Bots vs. Humans – Protect your Website from all Kinds of Bots
Unless you have an extremely popular website, you will always get more visits from bots than humans. It seems like everyone wants of a piece of your pie. They don’t even care if your pie is old and stale.
In August of 2016, I wrote about an Nginx application firewall. I focused on the server software side of things. Today, I’m going to focus on the bots themselves.
Search Engine Bots
Your website obviously needs to be visited by search engines. Does it need to be visited by every search engine in the world? I doubt it. I don’t have a comprehensive list of search engine bots, but I think I have a lot of them.

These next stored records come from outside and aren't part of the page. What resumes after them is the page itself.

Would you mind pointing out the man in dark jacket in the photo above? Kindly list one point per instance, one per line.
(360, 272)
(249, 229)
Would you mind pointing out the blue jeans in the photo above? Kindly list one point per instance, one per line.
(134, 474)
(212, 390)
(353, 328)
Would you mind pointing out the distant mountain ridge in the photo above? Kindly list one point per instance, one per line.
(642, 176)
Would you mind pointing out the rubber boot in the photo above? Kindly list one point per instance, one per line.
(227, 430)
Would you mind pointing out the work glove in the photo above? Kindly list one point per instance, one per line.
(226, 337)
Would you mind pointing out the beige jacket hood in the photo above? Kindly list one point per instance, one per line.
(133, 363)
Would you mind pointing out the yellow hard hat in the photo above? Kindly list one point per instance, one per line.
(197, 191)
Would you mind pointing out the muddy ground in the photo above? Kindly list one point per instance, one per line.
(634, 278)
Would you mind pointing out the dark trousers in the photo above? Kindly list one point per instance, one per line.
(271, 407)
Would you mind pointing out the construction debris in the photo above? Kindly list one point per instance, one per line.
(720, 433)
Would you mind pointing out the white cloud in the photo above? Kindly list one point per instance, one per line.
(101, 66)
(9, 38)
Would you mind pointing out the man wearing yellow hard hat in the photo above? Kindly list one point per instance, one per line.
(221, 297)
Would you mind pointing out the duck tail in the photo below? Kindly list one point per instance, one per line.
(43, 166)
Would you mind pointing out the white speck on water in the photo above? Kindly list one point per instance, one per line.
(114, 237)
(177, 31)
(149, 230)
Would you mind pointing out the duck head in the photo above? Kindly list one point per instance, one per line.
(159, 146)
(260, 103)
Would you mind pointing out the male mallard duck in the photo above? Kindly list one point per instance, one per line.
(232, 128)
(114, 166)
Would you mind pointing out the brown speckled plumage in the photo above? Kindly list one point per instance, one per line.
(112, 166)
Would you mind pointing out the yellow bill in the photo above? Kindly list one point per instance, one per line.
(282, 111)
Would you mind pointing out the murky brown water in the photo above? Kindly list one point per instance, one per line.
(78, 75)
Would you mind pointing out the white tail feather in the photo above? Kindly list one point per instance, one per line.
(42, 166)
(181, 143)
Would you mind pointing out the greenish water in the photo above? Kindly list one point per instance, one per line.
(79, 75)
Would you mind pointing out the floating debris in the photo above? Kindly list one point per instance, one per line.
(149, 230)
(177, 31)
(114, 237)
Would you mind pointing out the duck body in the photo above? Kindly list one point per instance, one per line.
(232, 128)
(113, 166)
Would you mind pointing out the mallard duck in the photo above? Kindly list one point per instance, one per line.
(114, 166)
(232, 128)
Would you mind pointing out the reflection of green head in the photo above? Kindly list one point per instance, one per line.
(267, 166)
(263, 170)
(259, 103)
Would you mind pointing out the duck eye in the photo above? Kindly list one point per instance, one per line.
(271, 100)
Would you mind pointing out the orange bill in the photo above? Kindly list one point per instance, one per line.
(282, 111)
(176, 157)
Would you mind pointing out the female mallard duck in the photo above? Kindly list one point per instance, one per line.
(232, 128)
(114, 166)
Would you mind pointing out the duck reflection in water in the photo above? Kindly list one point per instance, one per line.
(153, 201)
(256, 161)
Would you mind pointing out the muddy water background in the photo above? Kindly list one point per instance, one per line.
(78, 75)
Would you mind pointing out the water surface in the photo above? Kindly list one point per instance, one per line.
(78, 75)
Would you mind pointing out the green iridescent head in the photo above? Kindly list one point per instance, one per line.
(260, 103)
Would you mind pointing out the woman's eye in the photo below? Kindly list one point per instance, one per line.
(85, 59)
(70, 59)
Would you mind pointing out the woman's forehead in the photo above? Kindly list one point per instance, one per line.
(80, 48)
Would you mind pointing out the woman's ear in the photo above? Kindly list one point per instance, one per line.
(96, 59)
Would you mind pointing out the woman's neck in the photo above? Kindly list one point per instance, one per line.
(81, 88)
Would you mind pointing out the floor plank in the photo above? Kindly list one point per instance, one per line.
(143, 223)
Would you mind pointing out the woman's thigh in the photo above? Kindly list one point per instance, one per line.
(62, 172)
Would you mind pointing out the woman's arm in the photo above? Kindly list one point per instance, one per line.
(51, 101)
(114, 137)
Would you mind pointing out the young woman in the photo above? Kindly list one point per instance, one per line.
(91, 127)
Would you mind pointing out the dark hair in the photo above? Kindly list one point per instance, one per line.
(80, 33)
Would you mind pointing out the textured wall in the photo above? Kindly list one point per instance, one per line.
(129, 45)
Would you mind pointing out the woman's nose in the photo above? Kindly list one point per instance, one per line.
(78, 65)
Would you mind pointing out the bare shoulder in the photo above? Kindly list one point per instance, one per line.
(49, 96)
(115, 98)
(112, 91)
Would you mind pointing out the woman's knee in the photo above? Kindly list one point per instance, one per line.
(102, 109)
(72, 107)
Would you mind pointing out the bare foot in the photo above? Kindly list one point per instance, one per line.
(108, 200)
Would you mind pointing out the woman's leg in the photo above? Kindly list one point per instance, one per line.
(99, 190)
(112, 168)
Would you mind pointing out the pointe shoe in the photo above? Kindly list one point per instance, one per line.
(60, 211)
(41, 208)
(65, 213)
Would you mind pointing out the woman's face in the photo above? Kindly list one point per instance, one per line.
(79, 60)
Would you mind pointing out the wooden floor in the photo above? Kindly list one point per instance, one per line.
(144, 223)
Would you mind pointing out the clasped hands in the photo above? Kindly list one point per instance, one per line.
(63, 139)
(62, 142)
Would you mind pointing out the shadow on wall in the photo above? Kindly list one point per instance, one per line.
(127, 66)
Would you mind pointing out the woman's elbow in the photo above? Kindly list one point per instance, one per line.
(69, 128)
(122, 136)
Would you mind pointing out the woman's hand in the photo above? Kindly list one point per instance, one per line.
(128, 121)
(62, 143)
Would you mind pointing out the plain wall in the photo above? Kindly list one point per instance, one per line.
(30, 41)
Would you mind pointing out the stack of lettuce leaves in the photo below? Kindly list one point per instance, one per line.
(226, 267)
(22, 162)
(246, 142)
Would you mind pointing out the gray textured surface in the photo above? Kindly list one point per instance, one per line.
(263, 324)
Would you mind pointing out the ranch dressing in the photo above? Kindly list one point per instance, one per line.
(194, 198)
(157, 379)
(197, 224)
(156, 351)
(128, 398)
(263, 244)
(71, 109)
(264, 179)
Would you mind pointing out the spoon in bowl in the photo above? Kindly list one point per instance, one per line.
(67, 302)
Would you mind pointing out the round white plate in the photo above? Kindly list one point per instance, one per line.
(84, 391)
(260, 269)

I’ll list the bots and you can decide if you would like to let them in or block them:
- Baiduspider – Chinese search engine
- bingbot – Microsoft’s search engine
- coccocbot – Vietnamese search engine
- daum – South Korean search engine
- Findxbot – European search engine
- googlebot – Google’s search engine
- MegaIndex – Russian search engine
- OrangeBot – French search engine
- SeznamBot – Czech search engine
- Yahoo! Slurp – The search engine for Yahoo!
- YandexBot – Russian search engine
- yoozBot – Iranian search engine
I know I don’t have all of them. I’m obviously missing the ones I’ve never received visits from.
Again, I can only list the ones I’ve received visits from:
- James Bot
If I have any information about these bots, I’ll give it to you. Otherwise, I won’t display any notes at all:
- Buzzbot – buzzstream.com
- Dataprovider – dataprovider.com
- finbot – financialbot.com
- GarlikCrawler – garlic.com
- Scrapy – User Crawler – scrapy.org
- Voltron – User crawler – 80legs.com
If you have a dynamic website, especially one that uses a database, you need to block the aggressive bots. At the very least, try to control them using your robots.txt file.
The most dangerous bots are those that cloak themselves as regular web browser user agents. When you see one, you should block either the single IP address or the complete CIDR range, depending on the country of origin.
If you’re target audience is English-speaking Americans, it may make sense to block the search engines from other countries. Some Americans use some of them, especially those where English is their second language. Consider carefully.
My website is static. It only invokes PHP on the contact page. The rest of the files are plain text files. Some of the bots used to bother me. These days, I just don’t care.
If you get a lot of human traffic, you can afford to block a lot of bots. When you don’t, blocking a bunch of them isn’t a good idea. Concentrate on the ones that could be eating up all your bandwidth or connecting dozens of times a second (like MJ12bot).
I’ll try to keep my lists updated as much as possible. I can’t guarantee anything because, again, I don’t care. I have better things to do with my time. No one should have to bother with this nonsense.